Dissapointed - Rated 
I read this book after seeing so many great reviews for it. I can't see how everyone else was reading the same book though! The plot is incredibly slow, and completely unbelievable. The 'killer' was obvious and I had worked it out by chapter 3. On the positive side,R.J Ellorys writing style is unique and beautifully descriptive. I would love to read another book by him, but one with a better plot!
Conflicting ideas - Rated 
The book started really well, 150 pages of real pleasure at such good writing and character depiction, thought it would turn out to be one of the best books I had ever read...and then... 100 pages or so of repetitions, clichés, bad dialogue; I was amazed! How was it possible that a writer who had so eloquently written about Joseph, who had drawn a masterpiece of a mother and an incredibly good portrait of a young charismatic schoolteacher, a very credible story of prejudices in a small community... how could such a writer let his book down by blabbing on for 100 totally uncalled for pages and boring his reader nearly to death? I still can't understand it. Another thing made me uneasy. The book is about the impact the violent and unsolved murders of some young girls had on a child. By the end of the book we are asked to believe that the killer murdered more than 30 girls over a period of several years without police forces having any clue as to his identity.I know they didn't have SOCOs or scientific policing in the 40's but still...I find it too hard to believe and this also spoils the book for me.
So, to sum up, a splendid beginning that doesn't hold on to its promise...and it is such a shame!
Reader's block - Rated 
Only rarely have I read a book which stops me in my tracks. Generally I read 3-4 books a week, often all at once. Since I finished A Quiet Belief In Angels by R J Ellory I have had to pause.
This happened to me first after I read Hardy's Jude the Obscure, about 40 years ago.
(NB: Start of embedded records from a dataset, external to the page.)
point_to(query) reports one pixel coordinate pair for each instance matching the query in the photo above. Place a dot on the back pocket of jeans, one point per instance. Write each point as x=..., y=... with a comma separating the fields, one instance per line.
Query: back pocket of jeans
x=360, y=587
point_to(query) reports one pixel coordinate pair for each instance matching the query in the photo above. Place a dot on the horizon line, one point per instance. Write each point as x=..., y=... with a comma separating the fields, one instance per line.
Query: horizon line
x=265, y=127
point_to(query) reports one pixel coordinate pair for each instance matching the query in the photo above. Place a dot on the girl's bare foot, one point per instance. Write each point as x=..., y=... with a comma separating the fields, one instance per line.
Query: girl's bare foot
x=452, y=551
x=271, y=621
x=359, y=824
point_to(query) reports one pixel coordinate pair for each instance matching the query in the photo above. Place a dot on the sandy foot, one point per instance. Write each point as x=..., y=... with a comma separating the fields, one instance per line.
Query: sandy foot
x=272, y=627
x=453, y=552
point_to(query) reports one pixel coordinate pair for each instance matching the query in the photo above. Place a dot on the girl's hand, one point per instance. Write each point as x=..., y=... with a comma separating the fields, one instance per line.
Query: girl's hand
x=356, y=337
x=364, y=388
The plot of AQBIA at first seems driven by crimes committed by a serial killer of young, defenceless girls. The narrator and protagonist, who we first meet aged 12, is Joseph Calvin Vaughan. He is shadowed by a sense of failure to affect events outside his control; his father's untimely death, his mother's fugue into madness, and his failure to prevent the deaths of local children at the hands of a brutal killer.
The destruction of innocence is at the heart of this story and also how children are can be let down so badly by those they trust.
A Quiet Belief in Angels - Rated 
Gripping! A most compelling read. I was hooked from the first chapter and found Ellory's vocabulary and lack of format an absolute breath of fresh air. This is original and breathtaking - quite literally, his description in some scenes made me have to put the book down and take some air. This tale is definately one that forced me to look at issues that I would not think twice about - quite literally not something I ever thought about. I cried several times throughout the book. Ellory has made me look deep into the soul of another person and made me feel compassion for my fellow man. This was definately unexpected from a book of this type. I am most impressed. When's the next one out?
boring!!! - Rated 
I wasted 2 days of my life reading this ridiculous book. The characters were unrealistic and towards the end I was wishing that the murderer would kill Joseph off just to put him, but mainly me out of our misery. His life was filled with so many horrific events that it was almost a spoof book and would have been better titled Carry on Murdering!